S'il se réclame donc du pur divertissement, Cloverfield s'apparente tout de même à une œuvre post-11 septembre libératrice au même titre que l'excellent Vol 93 - on remarque d'ailleurs une brève réminiscence du film de Paul Greengrass lors de la séquence de l'hélicoptère. Evacuant à l'inverse du récent The Host (Bong Joon-Ho) toute portée politique ou sociale, Cloverfield se concentre sur la notion de survie, sur le vécu des personnages dans l'instant où se déroule le désastre. Et c'est là que le procédé de la caméra amateur prend tout son sens. Le film envisage la catastrophe sous un angle résolument humain et restitue de manière tétanisante l'impression que des êtres vivent peut-être leurs dernières heures.
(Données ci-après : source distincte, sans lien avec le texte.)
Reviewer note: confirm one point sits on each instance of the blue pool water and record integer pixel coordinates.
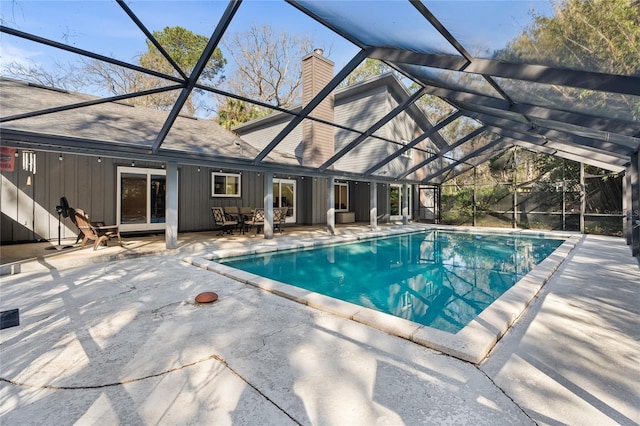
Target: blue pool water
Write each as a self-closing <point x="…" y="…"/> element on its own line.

A chaque instant, on se demande non seulement qui va mourir, mais aussi comment et où cela va se produire. Une implication totale du spectateur qui s'explique non seulement par un montage d'une efficacité redoutable, mais aussi par des protagonistes principaux ébauchés avec un réel souci de crédibilité. En fait, il n'y a rien de bien extraordinaire chez ces jeunes gens qui pourraient aussi bien être nos voisins. C'est justement cela qui les rend si attachants dès les premières minutes de métrage - l'histoire débute par une simple soirée entre amis -, encore plus lorsqu'ils se retrouvent brutalement confrontés à la fin du monde. Et si l'effet cinéma vérité sert indéniablement à maximiser le caractère sensationnel de l'entreprise, il met aussi en évidence la place fondamentale que tiennent dans nos vies des sentiments aussi simples que l'amour ou l'amitié. C'est l'une des qualités les plus grandes et les plus inattendues de Cloverfield.